FreeDiscovery
FreeDiscovery copied to clipboard
_LSIWrapper: Access to ds_p outside of fit_transform
Hi,
Would you consider a pull request that allowed access to the ds_p field of fit_transform() as a member variable of _LSIWrapper? I have a use case where I want to do further processing of the transformed data. I realize I could access this using _load_features, but this means loading it again from disk, which seems like a waste.
This will, of course, increase the memory consumption of _LSIWrapper for other cases where the transformed data is not needed. Another option is to have fit_transform() return ds_p. This would fit more into the pattern of scikit-learn for fit_transform().
Thanks for opening this issue @robguinness
This will, of course, increase the memory consumption of _LSIWrapper for other cases where the transformed data is not needed. Another option is to have fit_transform() return ds_p. This would fit more into the pattern of scikit-learn for fit_transform().
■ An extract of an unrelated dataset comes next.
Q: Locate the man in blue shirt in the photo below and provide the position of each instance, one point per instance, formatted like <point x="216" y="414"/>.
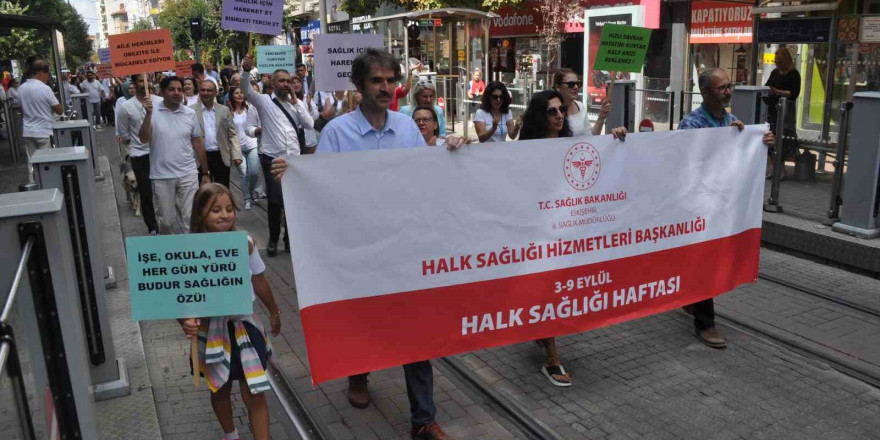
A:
<point x="716" y="89"/>
<point x="372" y="126"/>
Yes, because datasets can be quite large, including the LSI transformed data, I think it's better to avoid storing it as attribute unless we absolutely need to.
Returning ds_p in fit_transform() sounds like a good idea indeed, that way you could store it as needed for your applications. PR would be very welcome!
Thanks. I'll try to write a PR soon. I'm on another project at the moment, but I hope to get back to this soon.